The following is a tabular reconciliation of the total amounts of unrecognized tax benefits for 2010, 2009,
and 2008:
2010 2009 2008
(In thousands)
Unrecognized tax benefits — opening balance .................... $35,824 $ 34,729 $37,158
Gross increases — tax positions in current year.................... 1,127 11,757 9,094
Gross increases — tax positions in prior period .................... 1,237 5,556 1,611
Gross decreases — tax positions in prior period ................... (1,190) (4,101) (4,617)
Settlements................................................. (9,121) (11,944) (7,147)
Lapse of statute of limitations .................................. (627) (173) (1,370)
Unrecognized tax benefits — end of year ...................... $27,250 $ 35,824 $34,729
At the end of 2010 and 2009, the total amount of unrecognized tax benefits that, if recognized, would affect
the effective income tax rate is $20.1 million and $19.8 million, respectively, after considering the federal tax
benefit of state and local income taxes of $5.3 million and $5.2 million respectively. Unrecognized tax benefits
of $1.9 million and $10.8 million, respectively, relate to tax positions for which the ultimate deductibility is
highly certain but for which there is uncertainty about the timing of such deductibility. The uncertain timing
items could result in the acceleration of the payment of cash to the taxing authority to an earlier period. Included
in the $27.3 million in 2010 is $9.1 million of unrecognized tax benefits primarily related to our claims for
welfare to work and work opportunity tax credits. Due to a recent unfavorable U.S. Court of Appeals for the
Federal Circuit decision against a similarly situated taxpayer, we expect the rights with respect to our claims
with the Internal Revenue Service to lapse; however, because these tax benefits were unrecognized, the lapse
will have no effect on income tax expense.
We recognized an expense (benefit) associated with interest and penalties on unrecognized tax benefits of
approximately $(1.9) million, $(0.5) million, and $0.8 million during 2010, 2009, and 2008, respectively, as a
component of income tax expense. The amount of accrued interest and penalties recorded in the accompanying
consolidated balance sheets at the end of 2010 and 2009 was $6.4 million and $8.3 million, respectively.
We are subject to U.S. federal income tax as well as income tax of multiple state and local jurisdictions. The
statute of limitations for assessments on our federal income tax returns for periods prior to 2007 has lapsed.

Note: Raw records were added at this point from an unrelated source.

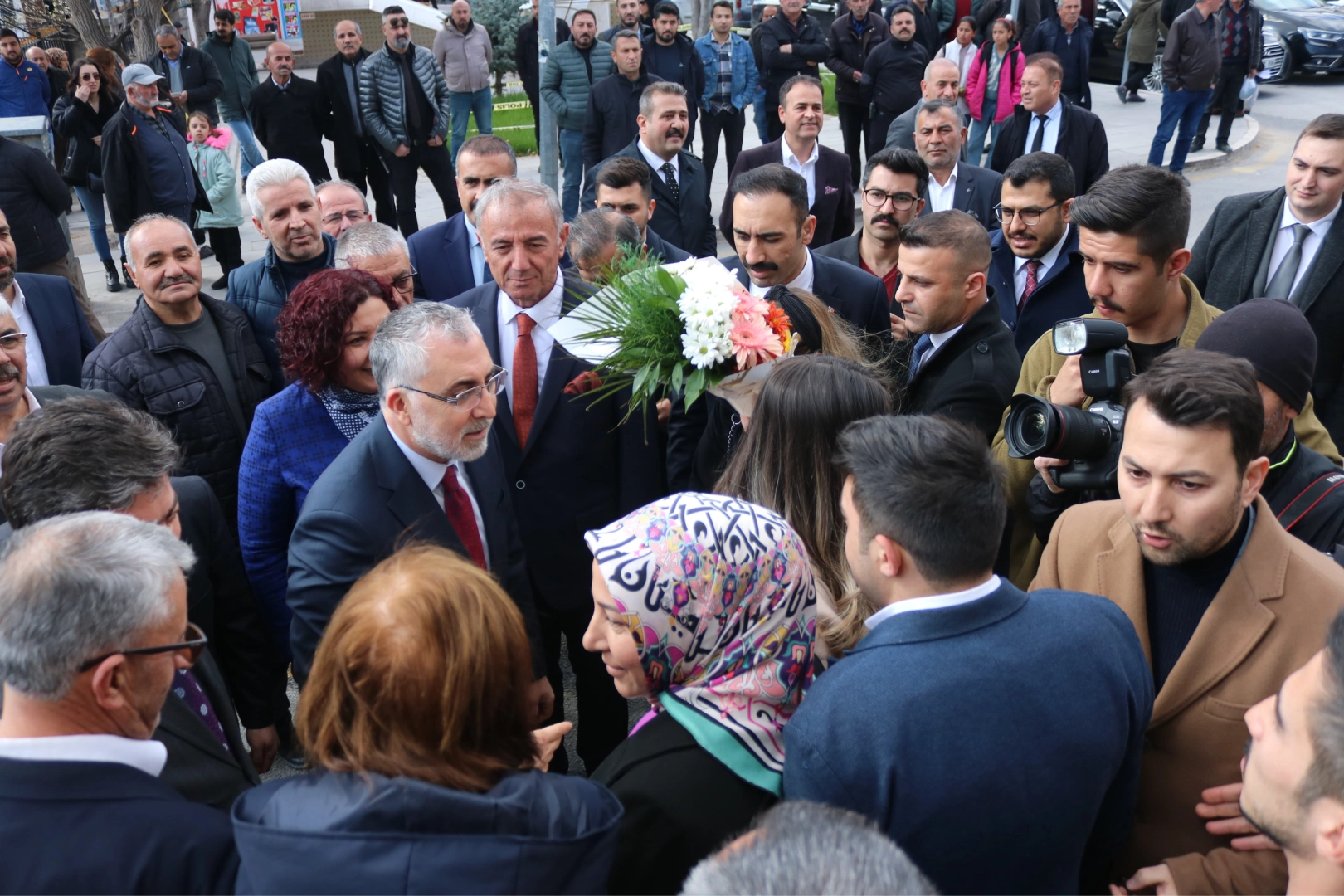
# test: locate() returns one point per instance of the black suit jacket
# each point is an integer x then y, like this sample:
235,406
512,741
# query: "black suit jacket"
368,501
581,468
338,112
834,202
1082,143
686,223
290,124
1227,258
977,193
971,377
62,329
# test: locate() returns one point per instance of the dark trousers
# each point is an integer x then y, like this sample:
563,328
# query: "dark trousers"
854,121
1227,97
373,178
1137,71
730,123
438,165
604,715
229,247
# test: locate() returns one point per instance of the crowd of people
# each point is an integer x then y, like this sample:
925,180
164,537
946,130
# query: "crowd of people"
1022,575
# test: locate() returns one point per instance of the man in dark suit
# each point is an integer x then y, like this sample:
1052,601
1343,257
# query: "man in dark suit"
962,364
47,309
290,116
986,704
1036,273
424,470
682,215
448,257
626,186
81,806
827,171
772,230
952,183
559,450
1047,123
357,152
1288,243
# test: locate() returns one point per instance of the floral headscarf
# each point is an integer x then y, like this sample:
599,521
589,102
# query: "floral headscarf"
719,597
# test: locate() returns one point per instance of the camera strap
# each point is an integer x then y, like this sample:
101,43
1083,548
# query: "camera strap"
1309,497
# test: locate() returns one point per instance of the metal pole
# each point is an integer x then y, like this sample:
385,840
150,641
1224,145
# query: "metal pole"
548,148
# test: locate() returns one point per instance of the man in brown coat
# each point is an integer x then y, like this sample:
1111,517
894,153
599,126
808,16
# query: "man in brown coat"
1226,605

In addition, the state income tax returns filed by us are subject to examination generally for periods beginning
with 2007, although state income tax carryforward attributes generated prior to 2007 may still be adjusted upon
examination. We have various state returns in the process of examination or administrative appeal.

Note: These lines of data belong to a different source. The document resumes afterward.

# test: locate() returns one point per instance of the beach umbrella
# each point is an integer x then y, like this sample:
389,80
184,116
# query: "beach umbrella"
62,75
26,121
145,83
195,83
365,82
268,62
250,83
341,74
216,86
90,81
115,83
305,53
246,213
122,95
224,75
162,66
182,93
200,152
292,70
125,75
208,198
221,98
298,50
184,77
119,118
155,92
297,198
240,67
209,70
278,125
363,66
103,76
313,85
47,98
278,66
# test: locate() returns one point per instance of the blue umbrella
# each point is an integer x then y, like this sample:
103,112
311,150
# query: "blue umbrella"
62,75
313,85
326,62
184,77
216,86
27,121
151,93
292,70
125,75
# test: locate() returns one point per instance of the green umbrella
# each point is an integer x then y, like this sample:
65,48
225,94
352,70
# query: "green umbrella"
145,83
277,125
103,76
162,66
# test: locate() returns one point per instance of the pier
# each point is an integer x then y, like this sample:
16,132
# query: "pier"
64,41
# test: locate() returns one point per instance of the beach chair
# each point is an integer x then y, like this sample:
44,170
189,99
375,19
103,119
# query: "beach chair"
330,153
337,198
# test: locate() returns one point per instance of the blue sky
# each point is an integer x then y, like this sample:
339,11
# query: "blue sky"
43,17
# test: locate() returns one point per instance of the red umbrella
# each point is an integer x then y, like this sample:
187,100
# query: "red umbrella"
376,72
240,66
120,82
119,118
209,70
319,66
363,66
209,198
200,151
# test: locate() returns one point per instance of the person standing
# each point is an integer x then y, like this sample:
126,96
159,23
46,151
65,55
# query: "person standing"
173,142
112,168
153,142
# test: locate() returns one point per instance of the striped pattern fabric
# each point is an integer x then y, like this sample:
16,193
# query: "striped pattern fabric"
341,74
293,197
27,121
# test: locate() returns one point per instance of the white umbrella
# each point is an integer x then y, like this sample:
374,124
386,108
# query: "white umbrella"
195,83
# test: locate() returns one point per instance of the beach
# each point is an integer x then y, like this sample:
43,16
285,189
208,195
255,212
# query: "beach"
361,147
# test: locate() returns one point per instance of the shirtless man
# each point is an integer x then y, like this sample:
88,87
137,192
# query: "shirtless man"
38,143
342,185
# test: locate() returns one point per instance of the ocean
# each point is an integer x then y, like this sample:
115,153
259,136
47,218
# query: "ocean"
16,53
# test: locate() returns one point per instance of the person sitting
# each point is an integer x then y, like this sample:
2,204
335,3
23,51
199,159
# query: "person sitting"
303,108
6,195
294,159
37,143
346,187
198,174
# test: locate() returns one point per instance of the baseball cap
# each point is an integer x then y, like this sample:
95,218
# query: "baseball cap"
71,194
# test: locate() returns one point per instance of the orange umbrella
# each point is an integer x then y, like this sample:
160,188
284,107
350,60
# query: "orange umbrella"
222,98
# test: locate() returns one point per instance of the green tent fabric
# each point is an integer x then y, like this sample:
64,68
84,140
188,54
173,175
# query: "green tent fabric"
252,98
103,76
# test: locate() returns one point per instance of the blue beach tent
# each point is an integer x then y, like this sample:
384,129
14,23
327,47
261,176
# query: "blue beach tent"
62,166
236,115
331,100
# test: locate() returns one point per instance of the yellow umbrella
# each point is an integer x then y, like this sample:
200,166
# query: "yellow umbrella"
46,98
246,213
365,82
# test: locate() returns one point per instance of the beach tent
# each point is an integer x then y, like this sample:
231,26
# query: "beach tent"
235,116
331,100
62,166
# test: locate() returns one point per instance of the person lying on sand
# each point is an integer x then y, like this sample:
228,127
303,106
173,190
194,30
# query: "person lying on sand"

We have estimated the reasonably possible expected net change in unrecognized tax benefits through
January 29, 2011 based on 1) anticipated positions to be taken in the next 12 months, 2) expected cash and
non-cash settlements, and 3) lapses of the applicable statutes of limitations of unrecognized tax benefits. The
estimated reasonably possible net decrease in unrecognized tax benefits for the next 12 months is approximately
$16 million. Actual results may differ materially from this estimate.